On est dans ce qu’on pourrait appeler le lexique managérial universel.

Des mots qui :

  • sonnent sérieux
  • donnent l’impression de profondeur
  • mais restent très flous

C’est le type de vocabulaire qui permet de produire un texte qui pourrait parler de marketing, de RH, de SaaS ou de développement personnel… sans rien changer.

Petit indicateur très simple :

Si ton texte peut servir à vendre :

  • une assurance
  • un logiciel B2B
  • un programme de méditation

… alors il y a de fortes chances qu’il sente un peu l’IA.

6 — L’auto-récap’ inutile

Autre tic très classique : la conclusion scolaire.

“En résumé…”
“Pour conclure…”
“Comme nous venons de le voir…”

Les modèles de langage ont appris les structures classiques des dissertations et articles SEO :

  1. introduction
  2. développement
  3. conclusion qui résume tout.

Mais sur les réseaux sociaux, ce format est souvent inutile.

Un post LinkedIn ou Twitter n’a pas besoin d’un mini résumé final.

Les humains terminent plutôt par :

  • une punchline
  • une question
  • une image mentale
  • une idée qui ouvre la discussion.

L’IA, elle, veut souvent boucler la boucle proprement.

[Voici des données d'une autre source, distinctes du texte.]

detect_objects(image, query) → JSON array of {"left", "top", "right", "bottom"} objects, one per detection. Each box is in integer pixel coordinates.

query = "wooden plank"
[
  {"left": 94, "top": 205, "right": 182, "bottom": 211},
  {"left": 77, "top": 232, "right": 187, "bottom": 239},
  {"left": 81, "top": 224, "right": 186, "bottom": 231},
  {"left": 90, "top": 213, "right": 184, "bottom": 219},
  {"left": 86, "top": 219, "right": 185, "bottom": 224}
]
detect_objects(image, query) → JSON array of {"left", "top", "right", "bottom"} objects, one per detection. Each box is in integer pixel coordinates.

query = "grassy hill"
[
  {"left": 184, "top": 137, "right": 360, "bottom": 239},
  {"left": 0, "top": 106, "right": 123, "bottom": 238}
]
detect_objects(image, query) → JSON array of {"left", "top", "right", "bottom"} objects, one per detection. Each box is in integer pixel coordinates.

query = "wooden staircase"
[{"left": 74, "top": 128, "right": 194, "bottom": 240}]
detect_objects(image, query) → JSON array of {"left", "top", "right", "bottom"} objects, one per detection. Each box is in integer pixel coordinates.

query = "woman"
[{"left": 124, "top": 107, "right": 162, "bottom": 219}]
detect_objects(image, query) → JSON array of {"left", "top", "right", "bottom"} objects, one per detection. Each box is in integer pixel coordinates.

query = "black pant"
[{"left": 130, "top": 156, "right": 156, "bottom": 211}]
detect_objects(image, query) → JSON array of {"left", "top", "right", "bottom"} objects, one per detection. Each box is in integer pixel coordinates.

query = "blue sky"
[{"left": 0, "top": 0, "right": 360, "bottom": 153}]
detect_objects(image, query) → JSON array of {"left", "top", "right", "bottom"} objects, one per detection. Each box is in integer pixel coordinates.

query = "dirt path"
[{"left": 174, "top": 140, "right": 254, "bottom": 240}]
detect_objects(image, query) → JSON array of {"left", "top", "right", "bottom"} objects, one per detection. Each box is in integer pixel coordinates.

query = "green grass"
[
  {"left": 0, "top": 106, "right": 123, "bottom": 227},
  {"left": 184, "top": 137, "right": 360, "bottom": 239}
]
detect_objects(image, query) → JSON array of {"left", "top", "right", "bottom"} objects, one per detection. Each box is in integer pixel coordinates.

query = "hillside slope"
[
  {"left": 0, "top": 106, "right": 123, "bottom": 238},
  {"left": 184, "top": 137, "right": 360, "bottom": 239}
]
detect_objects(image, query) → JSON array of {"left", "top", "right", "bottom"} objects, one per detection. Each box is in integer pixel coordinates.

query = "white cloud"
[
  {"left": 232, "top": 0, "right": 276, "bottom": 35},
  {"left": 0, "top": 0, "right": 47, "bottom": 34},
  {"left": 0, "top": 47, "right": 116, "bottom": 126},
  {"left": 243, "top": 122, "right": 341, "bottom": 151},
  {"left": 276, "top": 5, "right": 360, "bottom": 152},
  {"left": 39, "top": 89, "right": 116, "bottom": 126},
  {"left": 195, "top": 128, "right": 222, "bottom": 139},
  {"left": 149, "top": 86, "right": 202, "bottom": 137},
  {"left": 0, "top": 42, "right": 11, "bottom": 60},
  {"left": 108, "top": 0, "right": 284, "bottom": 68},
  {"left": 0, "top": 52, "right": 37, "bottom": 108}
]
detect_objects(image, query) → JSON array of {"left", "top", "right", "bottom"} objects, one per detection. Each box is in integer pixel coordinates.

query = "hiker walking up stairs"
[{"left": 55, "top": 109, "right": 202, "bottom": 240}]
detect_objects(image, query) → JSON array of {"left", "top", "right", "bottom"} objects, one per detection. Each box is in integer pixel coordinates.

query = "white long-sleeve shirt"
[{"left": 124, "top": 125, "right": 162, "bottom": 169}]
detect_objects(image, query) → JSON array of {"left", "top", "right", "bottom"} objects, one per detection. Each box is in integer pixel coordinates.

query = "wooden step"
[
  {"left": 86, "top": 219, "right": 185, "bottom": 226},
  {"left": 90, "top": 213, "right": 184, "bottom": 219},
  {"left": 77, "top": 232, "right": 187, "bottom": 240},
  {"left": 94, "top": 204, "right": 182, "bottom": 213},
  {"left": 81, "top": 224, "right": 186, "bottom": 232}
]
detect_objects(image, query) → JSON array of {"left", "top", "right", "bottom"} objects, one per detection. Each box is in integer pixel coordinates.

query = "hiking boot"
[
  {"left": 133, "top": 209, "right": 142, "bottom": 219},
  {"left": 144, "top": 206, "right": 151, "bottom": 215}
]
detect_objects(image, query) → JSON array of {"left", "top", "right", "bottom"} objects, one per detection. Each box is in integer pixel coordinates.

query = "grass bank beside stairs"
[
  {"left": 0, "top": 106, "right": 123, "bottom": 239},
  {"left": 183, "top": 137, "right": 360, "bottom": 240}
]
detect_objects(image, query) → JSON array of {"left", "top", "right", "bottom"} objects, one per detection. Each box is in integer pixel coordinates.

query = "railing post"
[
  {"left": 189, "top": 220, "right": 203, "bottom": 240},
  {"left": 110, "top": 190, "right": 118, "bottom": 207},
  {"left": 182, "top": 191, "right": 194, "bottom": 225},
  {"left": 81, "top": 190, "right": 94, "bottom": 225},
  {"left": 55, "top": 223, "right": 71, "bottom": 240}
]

7 — Les questions rhétoriques en série

“Vous vous demandez comment… ?”
“Alors comment faire concrètement ?”
“La vraie question est…”

Les questions rhétoriques sont un outil classique pour relancer l’attention.

Mais l’IA a tendance à en abuser massivement.

Pourquoi ?

Parce que dans énormément d’articles marketing, c’est une technique utilisée pour créer un faux dialogue avec le lecteur.

Le problème, c’est que quand chaque sous-partie commence par une question, ça devient extrêmement prévisible.

Et c’est souvent le signe qu’on a demandé à une IA :

“Écris un article engageant.”

Conclusion

Le paradoxe est assez drôle.

Les IA sont devenues très bonnes pour écrire correctement.

Mais justement… elles écrivent trop correctement.

Pas d’aspérités.
Pas de maladresse.
Pas de vécu.

Et c’est précisément ça qui les trahit.

La bonne nouvelle, c’est que l’IA peut être un formidable outil d’aide à l’écriture, à condition de ne pas lui laisser le volant.

Les meilleurs contenus aujourd’hui sont souvent un mélange d’IA et de cerveau humain :

  • l’IA pour structurer
  • l’humain pour raconter.

Parce que sur les réseaux sociaux, ce qui marche encore le mieux… c’est l’expérience réelle.